The vest goes with skinny jeans and ballet flats. The hair is a weave or a bunch of braids. The make-up is a green or blue eye shadow, the eye pencil is a dark streak across the lower forehead, both bought off the street vendor.
Our gloss is the same too. Shiny for about a minute after it has been applied, or for those who find that too something, a balm it is.
Lipstick is a foreign word in an unusual shade. As for our skirt suits and trousers suits, we might as well all call that one supplier to drop it off on our doorstep.
Bumping into women is fast becoming an act of sensory deprivation. What happened to the fine art of individuality?
A couple of years back, as a business journalist, one of my editors came to the desk on a Friday and asked a girlfriend and I what our plans for the evening were. It was a casual Friday and we were both in jeans.
A brief conversation took place at which point he wondered why it was that when he wants to go out with a woman, she just shows up exactly as she left the house in the morning.
"In my day, women enjoyed being taken out. They would wear pretty dresses and high heels and you could stare at her all night. You would feel like you could not be able to touch her and she would look very sophisticated and classy," he lamented.
We graciously pointed out that it was no longer his day, there was no need to dress up to go to a pub that has no dance floor, is so dingy no one will notice the soft glow on your face and it so humid you hair will frizz because a lot of young men simply did not take us to places worth dressing up for.
But he had a point. That night, we blended in easily with everyone else who was also in jeans and a girlie top, the height of dress up for the urban sophisticate.
Yet every once in a while in the company of multitudes, it is impossible to miss the two or six women you know paid attention to their look.
There is a polish to them, an ease that exists not because their skirt is so short they know everyone is staring, but is a consequence of their style.
They have a look, and what it says that may not be put into words when you see them, is a mentality that says, "because I am worth it".
You must know what this means. Each time you show up looking good friends, colleagues and sometimes even family ask what's the big occasion?
Life by itself apparently is never reason enough to dress up.

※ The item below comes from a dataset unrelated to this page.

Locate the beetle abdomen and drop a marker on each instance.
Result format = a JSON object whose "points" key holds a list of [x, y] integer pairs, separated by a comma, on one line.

Years later, I believe this is what my editor meant; that a woman is appreciated when she is a study of elegant simplicity.
After all, fashion can be bought but true style is innate. I grow weary of hearing how Ugandan women prepare for a night out and Kenyan women have no sense of the feminine.
Honestly speaking, our dress sense lacks that element of seduction. It does not enhance, tease, flatter, celebrate and even more alarming, dignify. It seems designed to obscure.
Spanish opera Several months back, I attended a fashion show and saw all these women who were real life versions of Spanish opera characters.
They had a distinct flavour about them and you could tell their heritage based on what they wore.